L’atmosfera è intellettuale ma calda, confidenziale e affatto formale, così per ingannare l’attesa c’è spazio pure per qualche aneddoto divertente, come “quella volta che stavo cantando “Il vento caldo dell’estate” al castello di Trieste ed ero rivolta a guardare il mare, scoppiò una tempesta, ma il pubblico non se ne accorse perché invece stava guardando me, così potete immaginare, quando arrivai alla parte “la fine… la fine… la fine...”, pensai stesse davvero arrivando la fine. La pioggia di stasera invece è stata una benedizione, perché è durata poco e sono felicissima di stare qui con voi”. Risate, applausi e finalmente si ricomincia proprio con “Il vento caldo dell’estate”,  il suo primissimo vero cavallo di battaglia, che in un attimo riporta indietro le lancette dell’orologio sino al 1980 e a “Capo Nord”, là dove tutto aveva avuto origine allorché l’ex-signorina Visconti aveva appena deposto il suo cognome d’arte. Adesso è la volta di “Messaggio”, un altro dei suoi tormentoni più amati (da “Azimut” del 1982), l’immortale “I treni di Tozeur” e la ritmata “Chanson egocentrique”, che strappa pure un accenno di balletto in puro stile-Battiato con tanto di movimento di braccia e schiocchi di dita.

Di nuovo qualche goccia, “stavolta però casomai ci salutiamo davvero, anche perché siamo già verso la fine”. Ma non dura più di due minuti, qualcuno allora ci prova e urla “cantaci Il sole nella pioggia”, ma Alice ricorda sorridendo all’intrepido fan che “quella no, non posso, non l’ha scritta Franco e il concerto è interamente dedicato a lui”. Peccato, tra i grandi assenti pure “Nomadi” e “Prospettiva Nevski”, in compenso arrivano in sequenza “La stagione dell’amore”, “E ti vengo a cercare” e “La cura”, probabilmente la sezione emotivamente più intensa della scaletta, che stavolta più di una lacrima la strappa soprattutto a quei trecento fortunati che c’erano.

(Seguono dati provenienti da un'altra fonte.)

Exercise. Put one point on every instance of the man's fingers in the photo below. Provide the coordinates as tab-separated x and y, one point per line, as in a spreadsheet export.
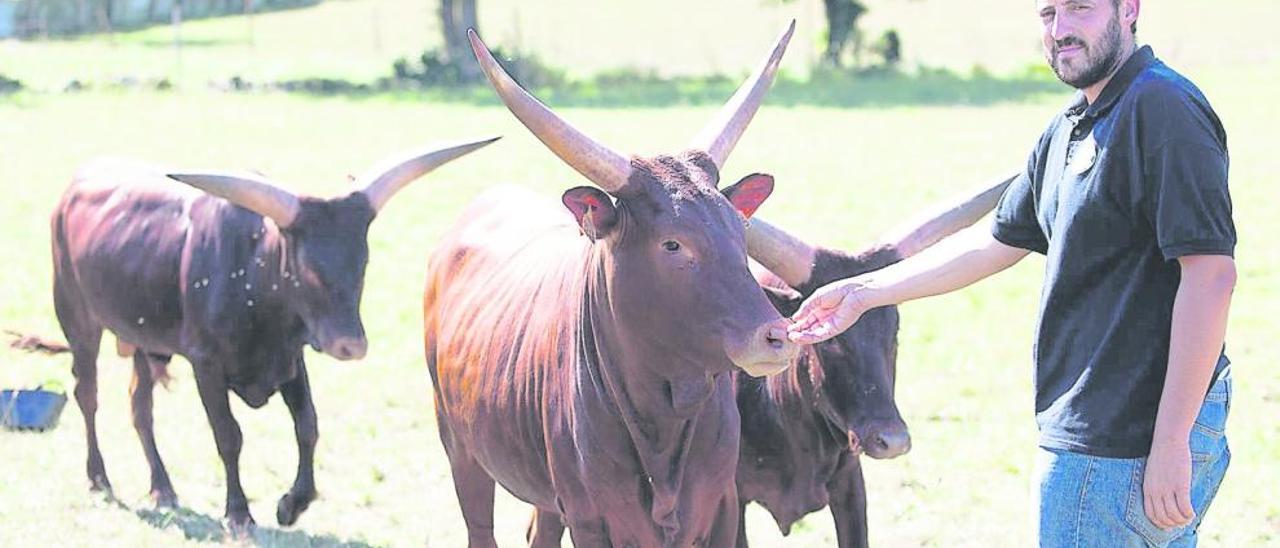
813	334
1160	516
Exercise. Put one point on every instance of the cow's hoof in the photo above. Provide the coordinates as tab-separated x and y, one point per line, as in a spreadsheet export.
164	498
292	506
241	528
97	483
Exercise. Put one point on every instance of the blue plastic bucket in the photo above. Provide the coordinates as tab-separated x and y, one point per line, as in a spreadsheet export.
31	410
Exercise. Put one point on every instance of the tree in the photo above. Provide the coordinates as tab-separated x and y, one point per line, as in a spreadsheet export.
841	30
456	18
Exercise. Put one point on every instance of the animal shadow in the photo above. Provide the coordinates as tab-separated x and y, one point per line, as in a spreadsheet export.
204	528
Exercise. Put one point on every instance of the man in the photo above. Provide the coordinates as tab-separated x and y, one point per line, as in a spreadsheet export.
1127	196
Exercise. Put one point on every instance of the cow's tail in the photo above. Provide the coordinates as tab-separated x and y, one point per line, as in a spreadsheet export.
159	362
33	343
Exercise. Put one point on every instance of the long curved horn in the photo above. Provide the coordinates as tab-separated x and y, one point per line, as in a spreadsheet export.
785	255
792	260
380	182
595	161
720	136
246	190
945	219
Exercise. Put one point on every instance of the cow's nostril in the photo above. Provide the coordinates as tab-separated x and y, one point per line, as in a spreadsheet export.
775	338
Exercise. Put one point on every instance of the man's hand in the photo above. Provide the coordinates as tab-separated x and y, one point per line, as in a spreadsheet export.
1166	485
828	311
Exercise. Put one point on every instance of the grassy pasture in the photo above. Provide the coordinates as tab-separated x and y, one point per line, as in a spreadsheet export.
844	176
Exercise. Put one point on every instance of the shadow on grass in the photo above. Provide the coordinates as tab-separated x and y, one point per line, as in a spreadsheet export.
926	87
192	42
208	529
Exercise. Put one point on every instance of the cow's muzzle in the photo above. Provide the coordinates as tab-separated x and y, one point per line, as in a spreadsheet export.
888	441
347	347
767	351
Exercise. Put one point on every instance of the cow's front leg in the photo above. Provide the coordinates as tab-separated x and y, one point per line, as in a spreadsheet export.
297	396
227	434
848	492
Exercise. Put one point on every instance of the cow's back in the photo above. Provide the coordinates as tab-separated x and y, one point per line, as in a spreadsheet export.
118	236
501	306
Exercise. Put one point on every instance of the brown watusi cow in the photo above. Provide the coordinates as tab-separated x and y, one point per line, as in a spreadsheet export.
803	430
228	270
583	359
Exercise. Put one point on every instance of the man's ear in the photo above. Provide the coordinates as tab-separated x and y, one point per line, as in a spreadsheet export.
593	209
748	195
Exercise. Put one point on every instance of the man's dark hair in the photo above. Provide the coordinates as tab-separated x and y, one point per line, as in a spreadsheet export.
1133	27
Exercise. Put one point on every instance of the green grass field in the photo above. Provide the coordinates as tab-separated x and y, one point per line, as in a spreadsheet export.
844	176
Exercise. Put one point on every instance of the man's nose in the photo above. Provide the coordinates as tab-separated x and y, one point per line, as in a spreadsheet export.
1060	27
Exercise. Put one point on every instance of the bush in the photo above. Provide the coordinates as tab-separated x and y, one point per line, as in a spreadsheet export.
9	85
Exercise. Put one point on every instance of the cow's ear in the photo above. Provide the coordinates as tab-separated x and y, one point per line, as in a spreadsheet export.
748	195
593	209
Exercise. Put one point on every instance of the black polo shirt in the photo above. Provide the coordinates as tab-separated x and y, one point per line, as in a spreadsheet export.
1112	195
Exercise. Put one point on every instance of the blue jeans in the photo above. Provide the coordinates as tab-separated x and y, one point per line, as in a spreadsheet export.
1088	501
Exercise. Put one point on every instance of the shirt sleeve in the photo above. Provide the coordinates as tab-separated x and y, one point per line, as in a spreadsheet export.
1188	200
1015	222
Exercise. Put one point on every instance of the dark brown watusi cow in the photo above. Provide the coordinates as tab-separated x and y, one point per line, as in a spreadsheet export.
234	274
583	361
803	430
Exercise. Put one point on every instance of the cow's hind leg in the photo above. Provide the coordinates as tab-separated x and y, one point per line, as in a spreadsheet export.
83	337
741	525
545	529
140	396
297	396
475	496
848	491
227	437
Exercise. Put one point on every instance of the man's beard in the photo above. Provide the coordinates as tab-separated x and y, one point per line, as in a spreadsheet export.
1097	63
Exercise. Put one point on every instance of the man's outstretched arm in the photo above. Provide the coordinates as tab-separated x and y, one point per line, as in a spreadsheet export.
1196	339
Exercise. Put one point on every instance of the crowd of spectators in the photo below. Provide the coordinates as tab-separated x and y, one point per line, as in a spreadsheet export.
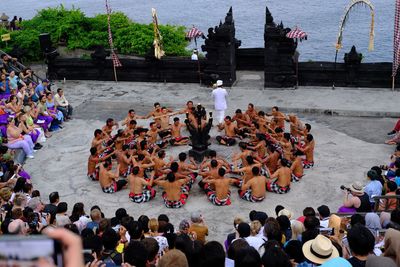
28	113
316	238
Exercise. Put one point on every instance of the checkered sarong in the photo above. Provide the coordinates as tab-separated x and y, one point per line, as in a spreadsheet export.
246	195
175	204
295	178
145	196
111	189
274	187
213	198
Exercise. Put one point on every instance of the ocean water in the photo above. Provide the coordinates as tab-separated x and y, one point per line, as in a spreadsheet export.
319	18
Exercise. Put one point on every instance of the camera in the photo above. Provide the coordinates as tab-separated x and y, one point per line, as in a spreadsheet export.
345	188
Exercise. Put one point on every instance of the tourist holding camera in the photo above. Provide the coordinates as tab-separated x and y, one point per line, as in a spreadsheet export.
355	199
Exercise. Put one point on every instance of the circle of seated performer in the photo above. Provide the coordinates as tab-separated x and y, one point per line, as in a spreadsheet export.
254	189
140	189
109	180
220	196
176	191
281	184
177	139
297	167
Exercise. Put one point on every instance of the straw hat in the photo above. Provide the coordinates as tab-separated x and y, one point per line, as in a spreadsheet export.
357	187
320	250
286	213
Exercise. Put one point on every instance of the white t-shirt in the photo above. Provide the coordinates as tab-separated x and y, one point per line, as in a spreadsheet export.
219	95
255	242
195	57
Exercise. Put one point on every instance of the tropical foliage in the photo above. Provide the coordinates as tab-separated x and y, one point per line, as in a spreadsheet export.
76	30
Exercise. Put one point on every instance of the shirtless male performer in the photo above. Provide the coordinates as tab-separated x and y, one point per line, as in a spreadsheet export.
131	116
109	180
136	183
93	160
251	112
109	127
246	170
254	190
212	155
220	196
281	184
230	132
308	150
177	139
124	161
160	164
297	167
175	194
278	118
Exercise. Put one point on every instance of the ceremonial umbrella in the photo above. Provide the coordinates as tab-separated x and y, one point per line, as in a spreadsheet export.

Può bastare? Ovviamente no, c’è tempo ancora per “Per Elisa” che chiude in tripudio la serata e “ci tenevo tantissimo, perché è da lì che ogni cosa ha avuto inizio”. E noi vorremmo non avesse mai fine: grazie ad Alice e Carlo Guaitoli per la memorabile serata, quasi due ore e venti gioielli per solo piano-voce. L’ultimo applauso però, lunghissimo e doveroso, è rivolto di nuovo al maestro Franco Battiato, tutti in piedi in platea e i due musicisti sul palco con lo sguardo fisso rivolto ancora lassù.